Rosyjski oligarcha przegrał sprawę o dyskryminację przez skandynawskie banki

Marek DruśMarek Druś
opublikowano: 2020-01-13 14:19

Boris Rotenberg, rosyjski oligarcha z kręgu osób zbliżonych do Władimira Putina przegrał w Finlandii sprawę o dyskryminację przez cztery skandynawskie banki, donosi Reuters.

 - Sąd okręgowy w Helsinkach odrzucił skargę Borisa Rotenberga dotyczącą prawa do usług bankowych i strat spowodowanych przez dyskryminację – głosi wydany w poniedziałek werdykt.

Pisaliśmy wcześniej, że Boris Rotenberg, objęty sankcjami USA oligarcha pozwał cztery skandynawskie banki za odmowę robienia z nim interesów. Miliarder skarżył się, że doszło do złamania prawa. Twierdził, że skoro oprócz rosyjskiego ma także fińskie obywatelstwo banki w Europie powinny obsługiwać jego transakcje. Pozwane banki: Svenska Handelsbanken, Nordea Bank, OP Group i Danske Bank, nie zgadzają się z taką interpretacją. Obawiały się, że obsługując objętego amerykańskimi sankcjami rosyjskiego oligarchę stracą dostęp do dolarowego rynku.

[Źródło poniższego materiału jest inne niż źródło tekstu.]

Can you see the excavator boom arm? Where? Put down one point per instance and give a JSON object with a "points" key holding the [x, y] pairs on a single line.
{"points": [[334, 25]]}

Dedenroth Bernhoft, prawnik z Kopenhagi, ekspert w dziedzinie  prawa o przeciwdziałaniu praniu pieniędzy mówił przed ogłoszeniem wyroku, że sprawa w Helsinkach ma kluczowe znaczenie, bo może ustanowić precedens. 

- Wszystkie banki będą śledzić decyzję sądu w poszukiwaniu wskazówki, co robić w podobnej sytuacji – mówił.

Rotenberg, który podkreśla, że nigdy nie był podejrzewany o pranie pieniędzy, przegrał pierwsze starcie sądowe w Finlandii w lutym ubiegłego roku.

W uzasadnieniu poniedziałkowego wyroku sąd zauważył, że Rotenberg nie zdołał dowieść iż jest osobą zamieszkującą Europejski Obszar Gospodarczy. Dlatego nie jest uprawniony do podstawowych usług bankowych w Finlandii. Uznał również obawy banku w sprawie znaczącego ryzyka finansowego związanego z transakcjami rosyjskiego oligarchy. Sąd zdecydował również, że koszty postępowania, sięgające ok. 530 tys. EUR, zapłaci Rotenberg.